Marshall croit que ce seroit améliorer cet instrument que d'y mettre deux bras, au lieu d'un seul, parce qu'il trouve que, quand le laboureur appuie les deux mains sur le bras de la charrue, comme il est nécessaire dans un labour difficile, il a l’attitude très-gauche & l’air de peiner.
C'est sans doute une très utile addition ou amélioration pour toute espèce de charrue, que ces semelles ou talons de fonte de fer adaptés au cep ; elle doit rendre la marche ou le glissement du cep plus facile, & rendre le tirage de toute charrue, & sur-tout des charrues fort pesantes, moins pénible dans les terres glaiseuses, poisseuses, tenaces. Ce moyen me paroît beaucoup plus utile que ne seroit la roue ou roulette, ou les deux roulettes adaptées au talon du cep qui sont, dit-on, employées dans quelques cantons d'Angleterre, & dont des auteurs anglois parlent pour en dire les inconvéniens ; aussi l'usage de ces roulettes n'a point été adopté généralement. Le peu de diamètre ou grosseur des jentes des roues angloises, faites d'une seule bande de fer plat, paroît avoir l’avantage d'occasionner moins de frottement, de se charger de moins de terre que nos roues de bois ; mais ces roues ont, dit-on, les inconvéniens de se trop enfoncer dans les terres légères & sableuses, & dans les terres fortes quand elles sont molles ; ce quí m'a autorisé à leur croire plus de désavantages que d'avantages, c'est que de quelques cantons où on emploie en France ces roues à cercles ou jentes de fer, elles ne se sont pas étendues plus loin.
Fouet-guide pour la charrue. M. Marshall, agriculteur anglois, desireroit que pour perfectionner l'usage de la charrue de Norfolk, on y ajoutât l’instrument de son invention qu'il nomme fouet-rênes ou fouet-guide. Le laboureur ayant besoin de rênes ou guides pour faire arrêter ou tourner ses chevaux à chaque sillon qu'il fait, & d'un fouet si pour leur faire hâter le pas, il lui est moins commode d'avoir deux instrumens, ou moyens séparés, les guides & un fouet, que de se servir d'un seul qui réunit l'usage du fouet & celui des guides ou rênes.

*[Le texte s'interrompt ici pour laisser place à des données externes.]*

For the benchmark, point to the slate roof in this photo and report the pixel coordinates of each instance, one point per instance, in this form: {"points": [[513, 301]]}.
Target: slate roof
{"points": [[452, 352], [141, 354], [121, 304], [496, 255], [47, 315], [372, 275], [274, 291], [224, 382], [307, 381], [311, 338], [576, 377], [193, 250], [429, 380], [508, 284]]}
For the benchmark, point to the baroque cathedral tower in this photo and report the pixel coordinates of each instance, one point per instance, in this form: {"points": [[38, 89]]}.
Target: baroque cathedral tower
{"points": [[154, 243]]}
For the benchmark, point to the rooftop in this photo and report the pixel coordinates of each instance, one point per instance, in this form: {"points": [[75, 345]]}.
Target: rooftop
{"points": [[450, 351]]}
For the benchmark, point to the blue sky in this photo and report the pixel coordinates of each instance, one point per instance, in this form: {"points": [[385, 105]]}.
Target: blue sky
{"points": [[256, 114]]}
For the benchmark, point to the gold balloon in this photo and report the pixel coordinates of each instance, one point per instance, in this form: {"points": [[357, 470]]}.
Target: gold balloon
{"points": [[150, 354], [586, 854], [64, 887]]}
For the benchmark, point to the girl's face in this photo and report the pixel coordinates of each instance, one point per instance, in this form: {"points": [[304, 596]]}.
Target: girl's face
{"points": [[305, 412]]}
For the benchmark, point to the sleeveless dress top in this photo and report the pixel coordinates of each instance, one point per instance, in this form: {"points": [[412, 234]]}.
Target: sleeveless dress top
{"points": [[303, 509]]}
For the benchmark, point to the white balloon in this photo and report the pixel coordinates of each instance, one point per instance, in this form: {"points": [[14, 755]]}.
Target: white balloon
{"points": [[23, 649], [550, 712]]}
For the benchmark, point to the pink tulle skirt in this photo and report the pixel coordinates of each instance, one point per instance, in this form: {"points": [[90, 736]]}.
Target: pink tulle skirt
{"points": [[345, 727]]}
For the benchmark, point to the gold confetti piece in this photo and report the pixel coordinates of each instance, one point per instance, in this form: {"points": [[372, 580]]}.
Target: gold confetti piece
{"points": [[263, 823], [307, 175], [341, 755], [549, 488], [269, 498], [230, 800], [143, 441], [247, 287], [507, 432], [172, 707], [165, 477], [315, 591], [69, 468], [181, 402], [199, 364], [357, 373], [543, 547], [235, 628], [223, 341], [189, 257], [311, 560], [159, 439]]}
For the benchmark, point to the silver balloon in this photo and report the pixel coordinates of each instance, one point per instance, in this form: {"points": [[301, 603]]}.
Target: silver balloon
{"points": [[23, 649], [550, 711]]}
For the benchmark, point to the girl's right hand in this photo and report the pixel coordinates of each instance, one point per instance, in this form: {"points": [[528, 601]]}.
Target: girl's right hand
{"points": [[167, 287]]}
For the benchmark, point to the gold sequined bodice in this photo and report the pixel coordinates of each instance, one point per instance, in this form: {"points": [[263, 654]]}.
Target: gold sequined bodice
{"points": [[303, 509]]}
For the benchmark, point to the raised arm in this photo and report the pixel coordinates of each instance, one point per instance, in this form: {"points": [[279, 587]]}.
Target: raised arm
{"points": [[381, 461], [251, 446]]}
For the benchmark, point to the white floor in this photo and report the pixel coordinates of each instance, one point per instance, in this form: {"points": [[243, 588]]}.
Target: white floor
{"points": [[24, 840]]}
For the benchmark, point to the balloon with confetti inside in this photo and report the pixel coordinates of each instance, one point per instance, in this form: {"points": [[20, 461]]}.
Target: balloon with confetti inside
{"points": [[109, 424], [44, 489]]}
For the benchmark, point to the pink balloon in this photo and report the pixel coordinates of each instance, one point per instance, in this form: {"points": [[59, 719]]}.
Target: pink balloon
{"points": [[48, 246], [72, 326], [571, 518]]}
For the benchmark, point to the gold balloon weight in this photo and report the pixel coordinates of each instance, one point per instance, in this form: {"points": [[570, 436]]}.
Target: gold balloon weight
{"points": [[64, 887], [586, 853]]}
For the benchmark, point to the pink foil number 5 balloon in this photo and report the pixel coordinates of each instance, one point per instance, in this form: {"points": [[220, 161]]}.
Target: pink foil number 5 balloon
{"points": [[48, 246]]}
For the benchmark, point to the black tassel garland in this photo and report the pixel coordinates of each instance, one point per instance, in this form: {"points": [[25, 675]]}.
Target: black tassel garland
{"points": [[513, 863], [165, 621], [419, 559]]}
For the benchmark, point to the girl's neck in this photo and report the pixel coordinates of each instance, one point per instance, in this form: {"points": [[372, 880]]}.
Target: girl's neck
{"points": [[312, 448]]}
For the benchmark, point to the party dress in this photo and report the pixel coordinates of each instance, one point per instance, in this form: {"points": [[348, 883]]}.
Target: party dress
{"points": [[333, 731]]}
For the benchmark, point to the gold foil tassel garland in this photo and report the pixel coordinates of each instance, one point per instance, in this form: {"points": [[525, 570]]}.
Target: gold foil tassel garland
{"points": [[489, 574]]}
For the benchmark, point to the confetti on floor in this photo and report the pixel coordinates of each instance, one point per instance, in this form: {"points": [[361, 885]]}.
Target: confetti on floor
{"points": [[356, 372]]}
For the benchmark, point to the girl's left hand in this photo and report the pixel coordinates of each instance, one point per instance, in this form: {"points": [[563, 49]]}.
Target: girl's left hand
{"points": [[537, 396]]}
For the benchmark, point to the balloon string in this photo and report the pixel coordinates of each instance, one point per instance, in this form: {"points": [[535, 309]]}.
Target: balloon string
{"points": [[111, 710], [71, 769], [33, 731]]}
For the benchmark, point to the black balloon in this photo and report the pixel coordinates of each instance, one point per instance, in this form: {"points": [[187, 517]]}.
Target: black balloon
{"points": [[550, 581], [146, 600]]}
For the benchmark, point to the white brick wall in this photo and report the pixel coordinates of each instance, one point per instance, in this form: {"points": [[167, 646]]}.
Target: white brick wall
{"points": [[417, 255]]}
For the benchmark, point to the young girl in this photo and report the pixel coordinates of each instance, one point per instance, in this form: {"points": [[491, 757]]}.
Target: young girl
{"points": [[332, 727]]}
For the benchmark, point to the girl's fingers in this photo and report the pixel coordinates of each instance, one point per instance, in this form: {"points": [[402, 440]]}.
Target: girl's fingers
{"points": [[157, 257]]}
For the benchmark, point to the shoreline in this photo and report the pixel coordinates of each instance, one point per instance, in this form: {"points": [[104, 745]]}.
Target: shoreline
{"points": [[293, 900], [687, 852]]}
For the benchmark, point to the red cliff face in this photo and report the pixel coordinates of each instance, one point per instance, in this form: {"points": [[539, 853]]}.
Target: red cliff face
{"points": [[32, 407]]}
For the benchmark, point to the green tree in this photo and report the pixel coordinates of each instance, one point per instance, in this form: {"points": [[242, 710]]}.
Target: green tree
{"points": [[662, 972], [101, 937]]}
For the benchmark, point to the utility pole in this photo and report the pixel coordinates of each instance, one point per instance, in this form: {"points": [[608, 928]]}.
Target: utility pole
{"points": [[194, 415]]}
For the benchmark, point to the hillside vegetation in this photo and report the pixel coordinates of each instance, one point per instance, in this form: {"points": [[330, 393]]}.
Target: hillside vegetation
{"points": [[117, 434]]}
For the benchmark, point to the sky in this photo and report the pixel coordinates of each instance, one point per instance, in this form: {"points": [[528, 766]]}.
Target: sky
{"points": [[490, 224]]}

La guide ou rêne est un cordeau de chanvre, dont les extrémités sont ajustées à la bride des chevaux, selon l'usage du pays ; ou bien ils sont, comme l'on dit, rênés à la françoise ou à l’italienne. La main ou poignée du manche de ce fouet-guide est fixée à volonté dans le manche de la charrue. Quant à la manière de se servir de cet instrument, comme fouet pour frapper les chevaux, il consiste à faire tourner le cordeau qui est le long de la cuisse du cheval, & de terminer ce mouvement par une saccade, ce qui s'apprend facilement par l'exercice.
Charrue des jardins. Elle diffère de la charrue de labour, & n'a qu'un soc, servant à ratisser les grandes allées des parcs. Cet instrument est composé de deux brancards, de deux traverses de bois & d'un fer tranchant d'environ trois pieds de long, un peu incliné pour mordre d'un pouce dans la terre. Cette charrue peut être conduite à bras, mais on y attele ordinairement un cheval pour la traîner ; & son conducteur appuie dessus par-derrière, afin d'avancer l’ouvrage.
La demi-charrue ou la petite charrue de jardinage, n'est, à proprement parler, qu'une râtissoire fort large montée avec un châssis de bois sur une ou deux roues, & qu'un homme pousse facilement devant lui, lorsqu'il ne s'agit que de nettoyer un terrain léger & sabloneux.
Charrue-ratissoire. Elle est composée de trois morceaux de bois enchâssés l’un dans l'autre, & d'un fer tranchant d'environ trois pieds de longueur ; trois morceaux de bois font autant de côtés du quarré, & le tranchant fait le quatrième par en bas. Le tranchant est un peu incliné pour mordre environ d'un pouce dans les allées. Quand un cheval traîne cette machine, & que l'homme qui la conduit par un guide appuie assez fortement dessus, si le cheval va aisément, on avance l’ouvrage en peu de tems.